Nor is one capable of accepting all that flows in the other direction. How could one accept the full trust and vulnerability of the other in a sexual union and then betray them later? There are two answers: either one can't, in which case one must refuse to receive what is given; or else one can, in which case one is rather a total bastard - treacherous and untrustworthy, ruinous to self and others.

It takes a lot of integrity to be oneself instead of what other people expect. It takes discipline and self-command to take the direction that will do good for you and others, rather than the easy way. There's a saying that any log can simply float downstream; all the strength and willpower comes from heading the other way, first to choose that path and then to travel it. That holds true in virtue as well, and virtue about sex is no exception.

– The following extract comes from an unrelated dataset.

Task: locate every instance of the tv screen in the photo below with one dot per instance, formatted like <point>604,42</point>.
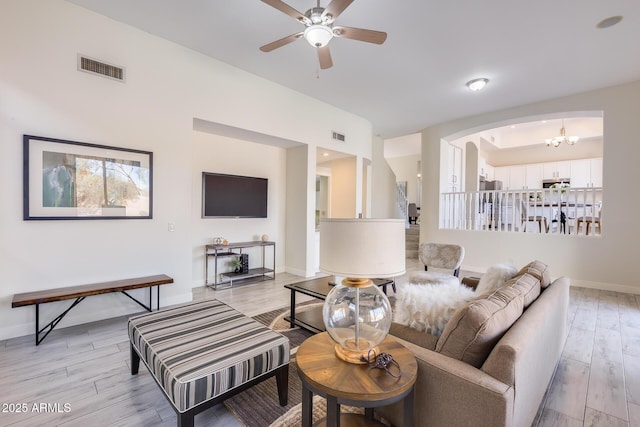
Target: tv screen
<point>233,196</point>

So a chaste person also gets a good amount of training in things like courage and prudence and honesty. The show respect for themselves and others, no less than they do by being honest or brave or thoughtful. They also gain in knowledge, because if anyone wants to their limits, they are best served by testing their strength against something that pushes back. Sex pushes on us from every angle - and most strongly from within. The outer pressures for sex would be far fewer, and weaker, if it were not so. Ads use the language of sex as a selling point because it speaks to us in a way we readily understand, for example. Simply indulging whenever we feel the urge can teach us little about ourselves. In fact, it simply means that sex (being strong) will push us anywhere the urge goes. We lose our power to choose when we simply go along. It's easier to laugh when the bully kicks the class bookworm; or to go along with a group lie when somebody starts to ask hard questions. We don't normally think much of ourselves when we do those things. Chastity should be no exception in our mind, since it is no exception in reality.